Secara bertahap, AFMC bahkan bisa menjadi pusat kolaboratif yang ditunjuk WHO
untuk Asia Tenggara di bidang mitigasi dan kesiapsiagaan ancaman biologi.
Peluang dalam hal peningkatan kemampuan teknis sendiri akan terbuka lebar.

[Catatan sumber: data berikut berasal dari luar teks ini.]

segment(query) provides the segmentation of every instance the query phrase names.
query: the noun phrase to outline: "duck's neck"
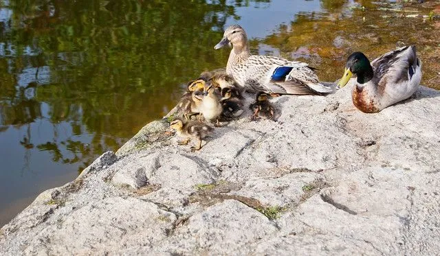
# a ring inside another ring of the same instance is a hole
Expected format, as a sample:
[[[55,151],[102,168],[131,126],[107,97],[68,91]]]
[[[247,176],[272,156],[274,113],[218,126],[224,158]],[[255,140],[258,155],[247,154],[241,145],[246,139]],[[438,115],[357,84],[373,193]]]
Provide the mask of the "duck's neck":
[[[231,53],[229,54],[228,65],[226,65],[226,73],[232,74],[232,67],[241,62],[245,61],[250,56],[250,51],[247,42],[243,44],[233,45]]]
[[[368,67],[366,67],[364,71],[358,72],[357,75],[358,75],[358,83],[361,84],[365,84],[366,82],[373,79],[373,77],[374,76],[373,67],[371,67],[371,65],[368,65]]]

Demikian pula dengan DRDO akan banyak dibutuhkan dorongan di bidang
penelitian. Obat-obatan dan vaksin baru dapat dikembangkan bekerja sama
dengan AFMC sebagai pengalaman dalam bioteknologi dan rekayasa genetika
dapat dikumpulkan. Begitu juga alat deteksi lapangan dan peralatan keselamatan
perorangan dapat dibuat khusus untuk negara India oleh DRDO. Perangkat
pengawasan dan peringatan dini bisa juga dikembangkan dengan kolaborasi
DRDO dan AFMC. NCDC dapat berkolaborasi dengan institut ICMR seperti
National Institute of Virology, Pune untuk pengawasan dan penelitian, dan hal
yang sama juga dapat dilakukan oleh AFMC.
Langkah Kedepan
Jika pertahanan efektif terhadap ancaman biologi harus ditetapkan, maka 'B'
harus dipisahkan dari keluarga CBRN. Ini adalah sebuah bidang yang terpisah,
dengan persyaratan keahlian yang khusus. Penanganan CBRN tidak dapat
disamakan dengan penanganan “B”.
Tujuan dibentuknya organisasi DGAFMS sebagai ujung tombak dari AFMC, RVC
dan DRDO saat ini diharapkan dapat menyelesaikan kebuntuan kebijakan
mengenai sektor ini dalam Pasukan bersenjata. Ini juga akan memberikan
dorongan yang sangat dibutuhkan serta kepemimpinan dalam tingkat sipil serta
memastikan alur komunikasi, koordinasi dan kerja sama pada tingkat yang belum
pernah terjadi sebelumnya. Berbagi data intelijen akan semakin efektif dengan
adanya aliran informasi dari IDSP, yang merupakan pengembangan sayap dari
NCDC. Dalam pengaturan sipil ada kebutuhan mendesak untuk memberdayakan
gugus tugas nasional dalam biowarfare dan kolaborasi dengan NCDC, yang mana
dapat memiliki perwakilan dari Angkatan Bersenjata sebagai pengarah jalan.